詠子は目を覚ました。時刻は午前二時。お手洗い等ではない。魔物の気配で目を覚ましたのだ。
「…もう…無理よ。」
変身は出来る。しかし、魔具は大きくならない。魔力切れが近く、大きくする魔力すら残ってない。それでも、戦わなければならない。彼女は、魔法少女だから。
…
家を飛び出し、彼女は工場に居た。家の付近にあった魔物の気配が、逃げるようにこの工場まで来たのだ。辺りを見渡し、魔物を探す。
「…中に居るのね。」
工場の一ヶ所だけ、窓が開いていた。そこから魔物の気配が漏れている。ゆっくり慎重に、魔物に悟られないように入り、内部を見て回る。現場内の開けたところに来た時、突然照明が全て点いた。
「ピッピッ。予定通リ、作戦通リデスネ。」
「ぷぷー。マジで来るとか、魔法少女は真面目すぎてバカみたいだっつーの。」
「くしし…まー、まほーしょーじょだしー…しかたないよねー。」
「ほな、とっととやるで」
目の前に現れた、四体の魔物。その側には一人の男性が気を失って倒れていた。作業着を着ているところから、ここの従業員であることがわかる。
「そ、その人に何をしたの!」
「ん?あぁ、コイツ?必要やから気ぃ失わせただけやで。」
「…必要…?」
「オイラに必要なんだっつーの。」
パタパタと飛び、気を失ってる男性に近寄るプカプ。コツンとおでこにぶつかると、そのまま地面に落ちた。
「…ん…んん~…やっぱり体はあった方が便利だね~。」
貯金箱からサングラスを取って立ち上がる男性。これがプカプの能力。“対象と中身を入れ換える能力”である。
「よっし、準備完璧やな。ぶち殺したるで~。」
「ぷぷー。楽勝かもね~。」
「ピッピッ。覚悟シヤガレ!」
「がんばえ~。」
歩み寄る四体の魔物を前に、彼女は後退りしか出来なかった。勝てるわけがない。魔力も限界、戦力差もあるだろう。なにより、プカプが問題だ。一般人を傷付けたら、魔法少女として失格だ。
「ぁ…あぁ…。」
逃げたい。出来なくても、助けを呼びたい。一人では無理。そう思った時、変身が解けた。魔力が完全に枯渇したのだ。
「っ!」
脱力し、その場に座り込む。魔具のハサミは床に落ちたが、拾う気力も残ってない。
「よし!今や!」
「ヌヌヌ!魔具頂きヌ!」
その隙を見逃さず、ヌイヌが物陰から現れて魔具を奪い取った。返して。その一言も言えない程に疲弊した彼女に、取り返す力なんて残っていなかった。
「ピッピッ。作戦大成功デスネ。」
「よっしゃぁ!ほな、とっとと逃げるで!」
逃げられてしまう。魔具を取り返さなければ。頭では理解しているが、体が言うことを聞かない。どうすれば…。
「…ねー。これで終わりでいーの?」
魔物の一人、クシクの一言で全員が止まった。
「…なんやクシク。もうええやろ」
「ソウダゼ。ヤルコトヤッタンダ。終ワリダロ。」
「…いままでやられたぶん…しかえし、したくないのー?」
仕返し。いつもの魔物達なら、しないだろう。しかし、今は違う。自分達を倒し続けてきた魔法少女が、無力な女の子になって目の前で座り込んでいる。怒りと、優越感が、魔物達の心を支配した。

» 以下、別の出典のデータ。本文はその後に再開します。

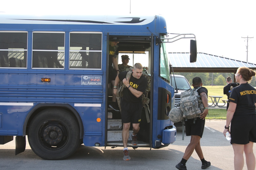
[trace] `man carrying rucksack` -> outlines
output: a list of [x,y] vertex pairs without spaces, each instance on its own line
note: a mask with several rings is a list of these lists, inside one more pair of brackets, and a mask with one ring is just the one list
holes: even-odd
[[204,128],[205,120],[205,118],[208,113],[208,90],[206,88],[202,87],[202,83],[200,77],[196,77],[193,79],[192,85],[196,89],[199,88],[197,91],[200,95],[204,104],[205,109],[197,118],[195,122],[194,119],[188,119],[185,121],[186,135],[191,136],[190,143],[186,148],[185,153],[181,161],[176,166],[180,170],[186,170],[186,163],[195,150],[202,162],[202,169],[206,169],[211,165],[211,163],[205,160],[200,145],[200,139],[202,137]]
[[124,145],[124,160],[131,159],[129,155],[127,143],[129,138],[129,130],[131,123],[132,124],[133,132],[132,144],[138,144],[136,136],[140,130],[142,104],[141,95],[145,92],[147,80],[142,75],[143,67],[140,63],[134,65],[131,75],[126,80],[128,71],[121,72],[116,76],[115,81],[114,93],[116,94],[117,87],[122,81],[125,85],[123,90],[123,98],[121,100],[121,117],[123,124],[122,136]]

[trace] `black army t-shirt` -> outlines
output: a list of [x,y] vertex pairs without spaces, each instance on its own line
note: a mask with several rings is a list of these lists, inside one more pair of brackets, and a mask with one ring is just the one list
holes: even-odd
[[[124,71],[121,72],[118,74],[118,78],[120,81],[123,81],[124,79],[126,77],[126,74],[128,71]],[[132,75],[129,80],[130,85],[138,91],[145,93],[147,84],[147,79],[143,75],[142,75],[139,79],[134,77]],[[123,95],[123,100],[131,102],[136,102],[141,101],[142,98],[141,96],[140,97],[137,97],[134,95],[131,92],[130,90],[125,86],[124,89]]]
[[200,95],[200,94],[202,92],[205,92],[205,93],[206,94],[206,96],[208,97],[208,90],[207,89],[203,87],[200,87],[199,86],[196,87],[194,88],[196,90],[198,88],[199,88],[199,89],[197,90],[196,91],[198,93],[198,94],[199,95]]
[[233,88],[228,101],[237,104],[234,115],[256,113],[254,105],[256,102],[256,90],[248,83],[242,83]]

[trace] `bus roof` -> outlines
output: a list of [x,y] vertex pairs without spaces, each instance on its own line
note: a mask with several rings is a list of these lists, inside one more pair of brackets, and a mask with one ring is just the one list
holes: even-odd
[[20,15],[0,13],[0,23],[39,24],[144,25],[159,16]]

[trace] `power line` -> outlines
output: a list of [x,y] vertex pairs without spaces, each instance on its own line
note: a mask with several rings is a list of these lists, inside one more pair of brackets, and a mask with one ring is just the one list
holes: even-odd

「…そうヌ…今なら、やり返せるヌ…痛かった事も…悔しかった事も…全部…全部…!」
「ひっ…。」
ゆっくり近寄るヌイヌ。ボタンで作られた目には、目とは言えない目には、復讐心が滲み出ていた。
「…お前達魔法少女は、ボクらが魔物だからと、好き勝手やったヌ。」
爪を出し、彼女の腹をつつく。
「ある時は殴ったヌ。」
拳を握りしめ、彼女を殴る。ぬいぐるみの手とは思えない程強く、重い拳だった。
「ある時は蹴ったヌ。」
倒れた彼女の腹を蹴った。柔らかそうな足に蹴られた腹はすぐに青くなった。
「そしてある時は、切ったヌ。」
爪を出し、カチカチ鳴らす。痛みと恐怖に震え、声すら出ない彼女は、涙目で必死に首を振って拒絶した。しかし、ぬいぐるみの怒りは治まらなかった。

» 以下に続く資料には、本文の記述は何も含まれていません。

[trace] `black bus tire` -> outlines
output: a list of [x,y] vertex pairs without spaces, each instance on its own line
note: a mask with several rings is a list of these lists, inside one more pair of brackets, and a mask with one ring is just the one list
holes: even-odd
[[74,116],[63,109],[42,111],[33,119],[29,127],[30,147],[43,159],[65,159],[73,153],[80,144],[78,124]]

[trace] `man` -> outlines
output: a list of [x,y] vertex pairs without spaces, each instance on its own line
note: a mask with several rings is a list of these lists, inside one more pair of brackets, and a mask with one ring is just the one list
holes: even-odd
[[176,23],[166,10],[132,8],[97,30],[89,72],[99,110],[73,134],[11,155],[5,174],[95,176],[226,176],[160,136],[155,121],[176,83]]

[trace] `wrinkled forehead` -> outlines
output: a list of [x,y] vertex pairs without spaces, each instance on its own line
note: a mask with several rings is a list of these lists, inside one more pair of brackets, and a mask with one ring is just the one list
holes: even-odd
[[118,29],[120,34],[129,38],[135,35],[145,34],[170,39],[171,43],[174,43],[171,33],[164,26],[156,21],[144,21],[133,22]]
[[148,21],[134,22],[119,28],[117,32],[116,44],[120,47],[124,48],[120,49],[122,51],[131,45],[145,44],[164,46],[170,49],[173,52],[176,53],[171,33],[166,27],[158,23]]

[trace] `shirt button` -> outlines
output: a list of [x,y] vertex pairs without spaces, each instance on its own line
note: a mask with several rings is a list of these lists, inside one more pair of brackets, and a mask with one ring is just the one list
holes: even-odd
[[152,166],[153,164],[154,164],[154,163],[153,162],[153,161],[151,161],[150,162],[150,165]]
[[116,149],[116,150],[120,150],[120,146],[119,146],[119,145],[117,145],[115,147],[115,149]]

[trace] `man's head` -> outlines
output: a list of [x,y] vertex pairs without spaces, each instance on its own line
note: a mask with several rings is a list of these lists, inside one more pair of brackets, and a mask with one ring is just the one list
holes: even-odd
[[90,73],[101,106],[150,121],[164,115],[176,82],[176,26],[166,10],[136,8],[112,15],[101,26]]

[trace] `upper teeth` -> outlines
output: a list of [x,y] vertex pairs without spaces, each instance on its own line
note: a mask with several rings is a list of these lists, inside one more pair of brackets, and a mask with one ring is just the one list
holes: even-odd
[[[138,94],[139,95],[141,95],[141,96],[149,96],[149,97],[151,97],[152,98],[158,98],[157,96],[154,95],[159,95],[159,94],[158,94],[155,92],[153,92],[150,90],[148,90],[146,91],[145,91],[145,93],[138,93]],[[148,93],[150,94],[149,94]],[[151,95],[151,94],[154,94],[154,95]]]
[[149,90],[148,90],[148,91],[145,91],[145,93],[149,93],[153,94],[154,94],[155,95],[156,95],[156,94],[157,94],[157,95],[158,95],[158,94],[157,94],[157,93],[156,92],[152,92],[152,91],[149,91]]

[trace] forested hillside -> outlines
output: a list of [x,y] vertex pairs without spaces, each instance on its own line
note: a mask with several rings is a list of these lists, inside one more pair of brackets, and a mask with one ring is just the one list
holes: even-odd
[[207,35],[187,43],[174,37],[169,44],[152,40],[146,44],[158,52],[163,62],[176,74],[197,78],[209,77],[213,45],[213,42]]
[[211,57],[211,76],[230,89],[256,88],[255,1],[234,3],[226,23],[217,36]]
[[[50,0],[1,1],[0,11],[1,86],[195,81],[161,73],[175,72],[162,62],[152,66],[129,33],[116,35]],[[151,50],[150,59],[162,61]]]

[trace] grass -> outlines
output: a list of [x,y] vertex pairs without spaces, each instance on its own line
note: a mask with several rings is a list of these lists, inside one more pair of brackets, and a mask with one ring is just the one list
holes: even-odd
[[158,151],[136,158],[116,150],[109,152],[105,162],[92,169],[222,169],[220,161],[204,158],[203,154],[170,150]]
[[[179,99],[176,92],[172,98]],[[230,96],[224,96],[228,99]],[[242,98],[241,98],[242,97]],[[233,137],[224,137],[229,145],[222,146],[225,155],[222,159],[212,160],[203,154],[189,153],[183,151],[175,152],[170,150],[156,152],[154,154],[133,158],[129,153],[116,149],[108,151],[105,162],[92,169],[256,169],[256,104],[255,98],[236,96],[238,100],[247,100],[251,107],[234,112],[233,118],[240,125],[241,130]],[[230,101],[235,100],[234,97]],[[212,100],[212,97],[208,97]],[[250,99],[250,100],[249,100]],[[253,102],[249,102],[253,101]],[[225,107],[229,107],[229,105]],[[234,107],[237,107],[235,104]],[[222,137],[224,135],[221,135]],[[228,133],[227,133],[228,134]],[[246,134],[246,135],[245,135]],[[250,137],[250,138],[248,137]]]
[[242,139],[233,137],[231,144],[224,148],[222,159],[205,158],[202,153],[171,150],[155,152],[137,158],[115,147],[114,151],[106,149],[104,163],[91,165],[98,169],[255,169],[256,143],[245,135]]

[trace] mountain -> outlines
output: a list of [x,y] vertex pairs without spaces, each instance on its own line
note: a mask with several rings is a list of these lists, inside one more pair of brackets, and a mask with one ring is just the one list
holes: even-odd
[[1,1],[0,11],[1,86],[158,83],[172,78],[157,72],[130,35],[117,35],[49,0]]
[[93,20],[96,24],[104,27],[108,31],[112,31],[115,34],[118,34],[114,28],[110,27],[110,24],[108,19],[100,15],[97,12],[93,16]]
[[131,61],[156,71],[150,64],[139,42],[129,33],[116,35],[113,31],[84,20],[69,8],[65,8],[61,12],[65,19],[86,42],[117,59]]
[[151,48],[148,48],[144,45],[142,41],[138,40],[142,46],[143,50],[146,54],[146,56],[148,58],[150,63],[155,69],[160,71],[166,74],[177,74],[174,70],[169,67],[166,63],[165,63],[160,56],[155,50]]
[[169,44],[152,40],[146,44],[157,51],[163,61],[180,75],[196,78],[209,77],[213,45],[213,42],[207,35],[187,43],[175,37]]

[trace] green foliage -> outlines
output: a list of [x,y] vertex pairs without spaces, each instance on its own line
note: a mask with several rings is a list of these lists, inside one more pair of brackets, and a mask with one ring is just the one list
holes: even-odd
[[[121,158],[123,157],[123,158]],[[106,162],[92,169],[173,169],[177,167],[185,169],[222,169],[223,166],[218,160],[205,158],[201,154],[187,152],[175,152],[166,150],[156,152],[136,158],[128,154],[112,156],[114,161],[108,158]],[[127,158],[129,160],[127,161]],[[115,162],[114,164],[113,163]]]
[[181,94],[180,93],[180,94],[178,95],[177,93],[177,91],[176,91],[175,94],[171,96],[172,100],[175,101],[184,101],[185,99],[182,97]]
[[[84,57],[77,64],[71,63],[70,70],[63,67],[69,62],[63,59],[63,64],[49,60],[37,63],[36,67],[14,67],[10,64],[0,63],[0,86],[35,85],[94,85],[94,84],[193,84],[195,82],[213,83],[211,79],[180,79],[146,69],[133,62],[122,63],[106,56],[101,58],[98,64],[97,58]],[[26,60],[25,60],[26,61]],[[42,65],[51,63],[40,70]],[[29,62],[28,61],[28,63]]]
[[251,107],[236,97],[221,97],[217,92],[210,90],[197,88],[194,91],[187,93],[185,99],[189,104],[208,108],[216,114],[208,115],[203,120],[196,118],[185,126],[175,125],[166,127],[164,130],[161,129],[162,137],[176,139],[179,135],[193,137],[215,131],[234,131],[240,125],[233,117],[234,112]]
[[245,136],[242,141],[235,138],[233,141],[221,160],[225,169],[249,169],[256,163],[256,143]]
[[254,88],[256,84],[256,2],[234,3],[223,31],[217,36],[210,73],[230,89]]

「なんで嫌がるヌ?ボクらにやってきた事ヌ。全部全部、全部…お前達が…ボクらに…!」
少しずつ、声に力が入る。怒りに震え、爆発しそうな程力強い声。そんな声に、力無く彼女は答えた。
「ごめ…なさぃ…もぅ…やめて…くだ…さい。」
ぶちっ
ヌイヌの中で、何か切れた音がした。泣きながら、腹と頭を守る彼女を見て、これまで堪えてきた何かが吹っ切れた。
彼女の腹に、爪を押し付けた。
彼女の腹に、爪が食い込み、刺さった。
彼女の腹から、真っ赤な血が、溢れるように出てきた。
悲鳴をあげ、痛みで暴れる目の前の女の子。何を言ってるのかわからない。声が聞こえるけど、叫んでるけど、ボクには届かない。わからない。

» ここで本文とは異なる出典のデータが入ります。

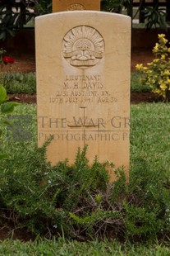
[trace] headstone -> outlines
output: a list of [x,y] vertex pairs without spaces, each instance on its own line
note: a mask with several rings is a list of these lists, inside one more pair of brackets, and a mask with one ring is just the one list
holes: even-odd
[[63,11],[100,10],[100,0],[53,0],[53,12]]
[[53,135],[48,160],[71,164],[88,145],[90,163],[98,155],[128,174],[131,18],[49,14],[36,18],[35,38],[39,146]]

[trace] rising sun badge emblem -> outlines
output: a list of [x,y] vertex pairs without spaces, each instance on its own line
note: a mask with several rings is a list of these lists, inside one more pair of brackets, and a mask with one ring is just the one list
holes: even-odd
[[103,38],[91,26],[74,27],[64,36],[62,54],[71,66],[79,69],[93,67],[103,58]]

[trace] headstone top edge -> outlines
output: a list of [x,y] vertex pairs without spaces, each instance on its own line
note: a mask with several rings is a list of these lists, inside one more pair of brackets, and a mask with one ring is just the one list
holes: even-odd
[[127,19],[127,20],[131,20],[131,17],[127,16],[127,15],[124,15],[124,14],[120,14],[120,13],[115,13],[115,12],[101,12],[101,11],[65,11],[65,12],[53,12],[53,13],[49,13],[49,14],[45,14],[45,15],[41,15],[37,17],[35,17],[35,20],[40,20],[43,19],[44,17],[48,18],[48,17],[59,17],[59,16],[63,16],[63,15],[71,15],[71,16],[76,16],[77,14],[80,15],[80,14],[99,14],[99,15],[107,15],[108,16],[112,16],[112,17],[123,17],[124,19]]

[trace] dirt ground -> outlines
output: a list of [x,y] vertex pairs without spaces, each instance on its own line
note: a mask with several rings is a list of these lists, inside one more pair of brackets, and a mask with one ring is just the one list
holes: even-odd
[[[7,65],[4,68],[4,71],[12,72],[34,72],[35,71],[35,57],[32,54],[14,54],[12,57],[15,59],[13,64]],[[131,70],[136,70],[136,64],[142,63],[145,65],[148,62],[152,61],[154,55],[152,50],[148,49],[136,49],[131,51]],[[15,94],[9,95],[9,97],[13,101],[18,101],[19,102],[34,103],[36,102],[36,95],[25,95],[25,94]],[[154,101],[154,95],[150,92],[132,92],[131,95],[131,103],[151,102]]]

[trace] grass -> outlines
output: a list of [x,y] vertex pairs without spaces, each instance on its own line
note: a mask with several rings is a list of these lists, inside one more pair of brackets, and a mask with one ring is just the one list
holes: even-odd
[[[20,116],[20,121],[26,133],[32,137],[28,140],[16,140],[16,136],[7,138],[3,130],[2,149],[11,155],[17,170],[25,168],[28,152],[34,150],[37,144],[36,105],[21,104],[16,107],[11,121]],[[29,116],[25,121],[22,116]],[[147,176],[148,170],[153,174],[170,173],[170,104],[140,103],[131,107],[131,173],[139,173]],[[31,117],[31,118],[30,118]],[[13,132],[13,130],[11,130]],[[14,140],[13,140],[14,139]],[[24,138],[25,139],[25,138]],[[154,178],[155,175],[153,175]],[[140,176],[139,176],[140,178]],[[67,241],[64,237],[58,240],[39,239],[34,242],[22,243],[7,239],[0,242],[2,255],[170,255],[169,241],[167,244],[120,244],[116,240],[94,240],[87,243]]]
[[116,240],[80,243],[66,241],[64,239],[47,240],[39,239],[35,242],[21,243],[11,239],[0,242],[0,254],[8,255],[31,256],[169,256],[169,244],[121,244]]

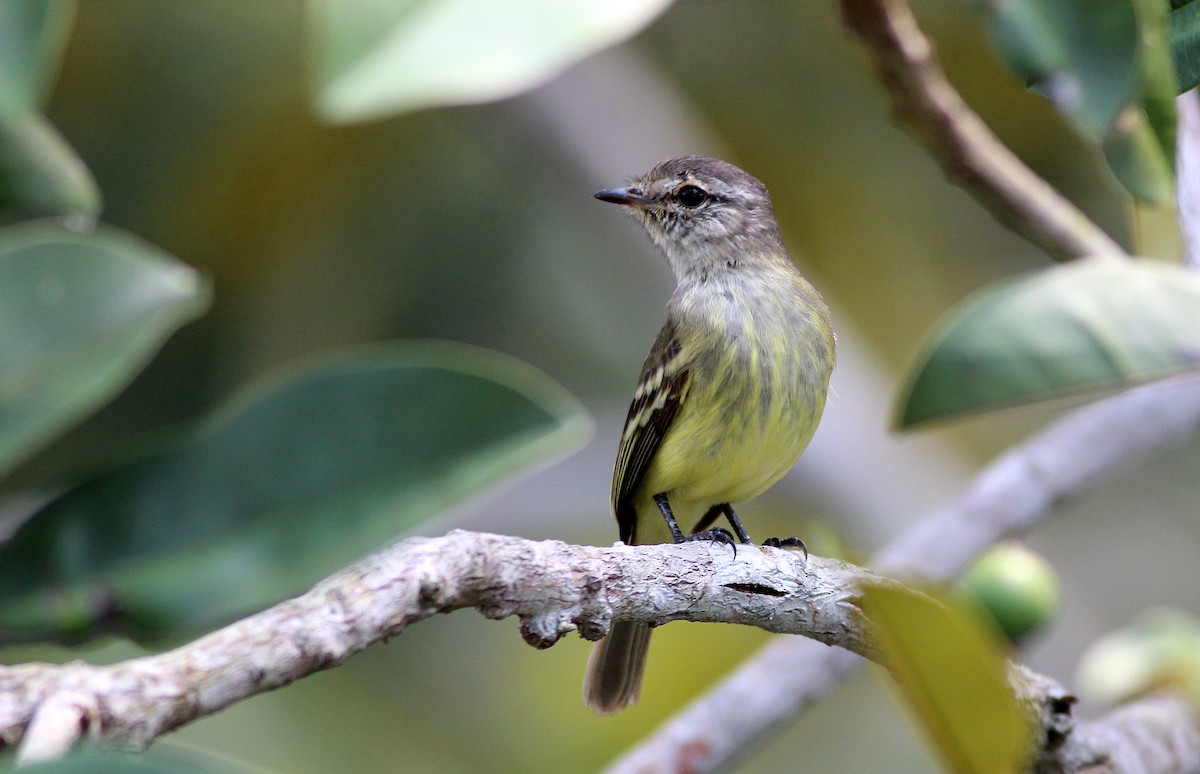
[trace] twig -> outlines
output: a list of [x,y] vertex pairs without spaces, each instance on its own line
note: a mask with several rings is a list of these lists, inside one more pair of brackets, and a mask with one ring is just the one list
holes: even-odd
[[[1078,409],[988,466],[954,502],[886,547],[875,564],[896,575],[948,580],[977,553],[1038,524],[1093,481],[1198,428],[1200,376],[1195,373]],[[842,650],[794,637],[775,640],[610,772],[673,772],[686,764],[698,773],[727,767],[760,749],[860,664]]]
[[875,58],[896,116],[1002,223],[1061,259],[1124,254],[1001,143],[959,96],[904,0],[841,0],[841,13]]

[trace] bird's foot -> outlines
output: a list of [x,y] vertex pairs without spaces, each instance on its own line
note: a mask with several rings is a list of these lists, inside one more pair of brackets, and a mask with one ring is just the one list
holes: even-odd
[[769,546],[772,548],[791,548],[796,551],[803,551],[804,558],[809,558],[809,547],[804,545],[804,541],[799,538],[767,538],[762,541],[762,545]]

「やめるわけねぇヌ!ボクらが今まで!どんな思いで倒されたか!傷つけられたか!殺されたか!」
爪を引き抜き、また腹に刺す。また引き抜き、また刺す。繰り返す度、真っ赤な血が出て、ヌイヌを染める。
憎い。殺したい。
「…ヌイヌ、もうやめや。死んどる。」
「…!」
我に返る。目の前は、真っ赤に染まって落ちている少女だったモノ。魔法少女だったモノ。憎くて、恨めしくて、殺したくてしかたなかったモノ。
「ボク…ボク…。」
「ふくしゅー、かんりょーだね。」
「今日はもう撤退するで。これ以上はヌイヌに毒や。」
真っ赤なモノを置いて、魔物達は撤退した。
翌日、魔法少女達に激震が走った。
魔物に魔法少女が殺された。それは今まで有り得ない話であり、あってはいけない話だった。
その日、魔物は本物の“悪”になった。